Revolutionizing Long-Term Memory in AI: New Horizons with High-Capacity and High-Speed Storage
This work addresses memory limitations for achieving artificial superintelligence, but it is incremental as it focuses on exploring existing ideas rather than introducing new methods.
The paper tackles the problem of information loss in AI long-term memory by critiquing the dominant 'extract then store' paradigm and advocating for alternative approaches like 'store then on-demand extract', with simple experiments confirming their effectiveness.

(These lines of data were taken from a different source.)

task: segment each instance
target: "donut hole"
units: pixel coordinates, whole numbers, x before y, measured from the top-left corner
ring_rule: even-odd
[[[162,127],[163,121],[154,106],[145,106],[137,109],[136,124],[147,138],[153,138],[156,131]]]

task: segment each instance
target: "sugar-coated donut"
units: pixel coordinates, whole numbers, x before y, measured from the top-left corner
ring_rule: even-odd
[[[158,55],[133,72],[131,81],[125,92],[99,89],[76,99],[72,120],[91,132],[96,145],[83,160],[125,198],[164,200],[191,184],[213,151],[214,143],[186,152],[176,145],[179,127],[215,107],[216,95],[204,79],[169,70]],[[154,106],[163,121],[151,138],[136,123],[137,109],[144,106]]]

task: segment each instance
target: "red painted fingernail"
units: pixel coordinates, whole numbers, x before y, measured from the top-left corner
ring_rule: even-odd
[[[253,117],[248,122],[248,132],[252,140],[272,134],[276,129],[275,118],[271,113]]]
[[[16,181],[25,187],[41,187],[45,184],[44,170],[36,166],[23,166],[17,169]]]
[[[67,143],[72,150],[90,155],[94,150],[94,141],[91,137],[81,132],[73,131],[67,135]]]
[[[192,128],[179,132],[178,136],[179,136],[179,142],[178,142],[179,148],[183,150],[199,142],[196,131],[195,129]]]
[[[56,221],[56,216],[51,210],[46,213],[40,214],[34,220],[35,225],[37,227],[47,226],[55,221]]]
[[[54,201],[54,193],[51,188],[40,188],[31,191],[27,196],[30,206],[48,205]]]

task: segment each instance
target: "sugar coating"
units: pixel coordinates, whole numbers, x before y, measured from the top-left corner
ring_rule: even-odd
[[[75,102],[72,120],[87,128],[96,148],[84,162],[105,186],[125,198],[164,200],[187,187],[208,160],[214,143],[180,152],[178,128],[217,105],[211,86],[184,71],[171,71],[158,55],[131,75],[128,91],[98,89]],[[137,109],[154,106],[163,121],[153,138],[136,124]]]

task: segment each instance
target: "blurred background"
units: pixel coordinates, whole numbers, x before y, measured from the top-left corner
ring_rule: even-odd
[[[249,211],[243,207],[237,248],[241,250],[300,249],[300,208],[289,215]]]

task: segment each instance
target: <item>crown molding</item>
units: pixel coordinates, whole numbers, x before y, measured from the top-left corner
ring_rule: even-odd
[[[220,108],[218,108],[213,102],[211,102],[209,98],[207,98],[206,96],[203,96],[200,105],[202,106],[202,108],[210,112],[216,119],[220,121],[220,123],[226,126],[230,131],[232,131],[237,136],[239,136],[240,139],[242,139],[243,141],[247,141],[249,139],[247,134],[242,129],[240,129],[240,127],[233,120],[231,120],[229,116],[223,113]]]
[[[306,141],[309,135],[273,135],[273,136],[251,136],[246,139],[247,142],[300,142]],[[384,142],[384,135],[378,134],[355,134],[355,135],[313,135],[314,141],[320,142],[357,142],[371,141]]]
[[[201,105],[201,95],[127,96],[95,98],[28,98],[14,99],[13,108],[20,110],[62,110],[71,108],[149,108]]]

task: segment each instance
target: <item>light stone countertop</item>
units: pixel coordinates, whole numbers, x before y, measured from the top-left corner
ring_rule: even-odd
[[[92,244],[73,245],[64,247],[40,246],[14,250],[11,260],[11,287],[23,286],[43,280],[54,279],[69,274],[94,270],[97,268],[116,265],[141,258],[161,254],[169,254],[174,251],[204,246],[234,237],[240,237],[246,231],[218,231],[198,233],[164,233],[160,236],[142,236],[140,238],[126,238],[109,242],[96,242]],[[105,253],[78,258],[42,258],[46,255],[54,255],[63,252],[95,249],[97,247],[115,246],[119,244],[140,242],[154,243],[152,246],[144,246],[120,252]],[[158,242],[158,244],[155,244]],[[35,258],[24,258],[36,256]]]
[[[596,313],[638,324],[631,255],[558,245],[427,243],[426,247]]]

Driven by our mission of "uplifting the world with memory," this paper explores the design concept of "memory" that is essential for achieving artificial superintelligence (ASI). Rather than proposing novel methods, we focus on several alternative approaches whose potential benefits are widely imaginable, yet have remained largely unexplored. The currently dominant paradigm, which can be termed "extract then store," involves extracting information judged to be useful from experiences and saving only the extracted content. However, this approach inherently risks the loss of information, as some valuable knowledge particularly for different tasks may be discarded in the extraction process. In contrast, we emphasize the "store then on-demand extract" approach, which seeks to retain raw experiences and flexibly apply them to various tasks as needed, thus avoiding such information loss. In addition, we highlight two further approaches: discovering deeper insights from large collections of probabilistic experiences, and improving experience collection efficiency by sharing stored experiences. While these approaches seem intuitively effective, our simple experiments demonstrate that this is indeed the case. Finally, we discuss major challenges that have limited investigation into these promising directions and propose research topics to address them.